32. Pelas belas noites estreladas e sem luar, toda gente há contemplado
essa faixa esbranquiçada que atravessa o céu de uma extremidade a outra e que
os antigos cognominaram de Via-Láctea, por motivo da sua aparência leitosa.
Esse clarão difuso o olho do telescópio o tem longamente explorado nos modernos
tempos; essa estrada de poeira de ouro, esse regato de leite da mitologia
antiga se transformou num vasto campo de inconcebíveis maravilhas. As pesquisas
dos observadores conduziram ao conhecimento da sua natureza e revelaram que,
ali, onde o olhar errante apenas percebia uma fraca luminosidade, há milhões de
sóis mais luminosos e mais importantes do que o que nos clareia a Terra.
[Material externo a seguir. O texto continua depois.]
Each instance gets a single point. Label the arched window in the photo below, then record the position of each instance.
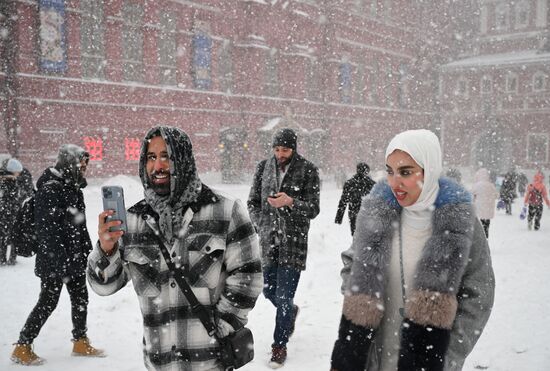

33. Com efeito, a Via-Láctea é uma campina matizada de flores
solares e planetárias, que brilham em toda a sua enorme extensão. O nosso Sol e
todos os corpos que o acompanham fazem parte desse conjunto de globos radiosos
que formam a Via-Láctea. Malgrado, porém, às suas proporções gigantescas,
relativamente à Terra, e à grandeza do seu império, ele, o Sol, ocupa
inapreciável lugar em tão vasta criação. Podem contar-se por uma trintena de
milhões os sóis que, à sua semelhança, gravitam nessa imensa região, afastados
uns dos outros de mais de cem mil vezes o raio da órbita terrestre. (Mais de 3
trilhões e 400 bilhões de léguas).
34. Por esse cálculo aproximativo se pode julgar da extensão de tal
região sideral e da relação que existe entre o nosso sistema planetário e a
universalidade dos sistemas que ela contém. Pode-se igualmente julgar da exiguidade
do domínio solar e, a fortiori, do nada que é a nossa pequenina Terra. Que
seria, então, se se considerassem os seres que o povoam!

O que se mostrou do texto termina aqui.